A veteran journalist named Les Bloxham, travel and aviation editor of the Christchurch Press, showed me about. He said: “Christchurch is like your smaller mid-western cities: conservative, with a slower way of life. There is mistrust of Auckland. The South Island has only a fourth of New Zealand’s population. But it’s not a rat race down here. A lot of us would never think of moving. If you’re young though, and want to get on—more money, a better future—well, you’ll join the drift north.”
Scottish-born Dunedin, hub of a rich farming region and a port, ranks as the country’s most important university center.

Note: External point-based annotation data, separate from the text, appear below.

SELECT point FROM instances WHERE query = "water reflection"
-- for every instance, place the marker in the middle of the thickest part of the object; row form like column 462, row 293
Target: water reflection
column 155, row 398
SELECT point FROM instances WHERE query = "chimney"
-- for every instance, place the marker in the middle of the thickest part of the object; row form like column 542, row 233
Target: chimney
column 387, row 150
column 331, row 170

The name is Gaelic for Edinburgh; Dunedin is called “the Edinburgh of the South.” It was settled by Presbyterians in 1848. A statue of poet Robert Burns gazes from the city’s octagonal heart. Some streets bear Scottish names as, of course, do many people, and a trace of the Scottish burr visits the ear. You are sure to hear someone say “A wee bit. . .”
During nearby gold strikes beginning in the 1860s, Dunedin flourished as the infant nation’s most important city in many ways. Memory of this lingers, but little remains of the vigor. Pleasant, relaxed Dunedin declines little by little. Youth wears many faces in Auckland, from upwardly mobile professionals of European and Maori descent (opposite) to Pacific islanders (above) who move to New Zealand in search of opportunity. They join with the native Maori to earn Auckland the nickname “capital of Polynesia.”

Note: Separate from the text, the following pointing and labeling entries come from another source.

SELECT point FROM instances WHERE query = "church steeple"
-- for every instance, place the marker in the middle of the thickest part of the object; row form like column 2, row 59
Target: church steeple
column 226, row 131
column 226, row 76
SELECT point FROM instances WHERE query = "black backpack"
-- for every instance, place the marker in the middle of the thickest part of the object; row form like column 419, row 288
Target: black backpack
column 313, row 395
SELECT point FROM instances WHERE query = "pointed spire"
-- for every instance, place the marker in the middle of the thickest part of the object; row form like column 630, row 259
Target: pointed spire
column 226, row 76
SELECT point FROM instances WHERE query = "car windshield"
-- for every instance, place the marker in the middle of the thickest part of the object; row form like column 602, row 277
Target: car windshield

“We’re a stable, home-centered, provincial city,” said the Reverend Dr. Jack Somerville, retired chancellor of the University of Otago. “We don’t have the clout because we haven’t got the numbers. A lot of Aucklanders imagine that coming down here is like a journey to the South Pole.”
IN MAY—late autumn here—I flew from the South Island across choppy Foveaux Strait to a serenely beautiful forested speck called Stewart Island. Snug in their sequestered world, Stewart Islanders give little consideration to time’s passage or the mainland’s problems. “Lonely? That’s the whole point,” my seatmate remarked as we deplaned. “This is a place where you can get away from it all.”
Well, not quite. TV has intruded, and the old manual telephone system is being replaced. (Remember? Two long rings and a short for the Scotts, one long and a short for the Bryants.) I registered at the South Sea Hotel, an aged hostelry of 30 rooms where a gong summons guests to meals.
After lunch I strolled about Oban township, fronting on Halfmoon Bay. Most of the island’s 500 or so residents cluster here. People don’t bother to lock their doors, and they leave keys in cars. “I’d say there’d have to be about 80 cars,” mused a townsman. “Mind you, I don’t say they all go.” There are a dozen miles of roads, eight of which are tarred. The island itself covers 674 square miles and is largely a nature preserve.
Phillip Smith, who is 43 and a fourth-generation islander, welcomed me. As we sat over coffee and cake in his comfortable house above the bay, he told me that he descends from a whaler and shipwright out of Nantucket—one “Yankee” Smith, who remained here and took a Maori wife.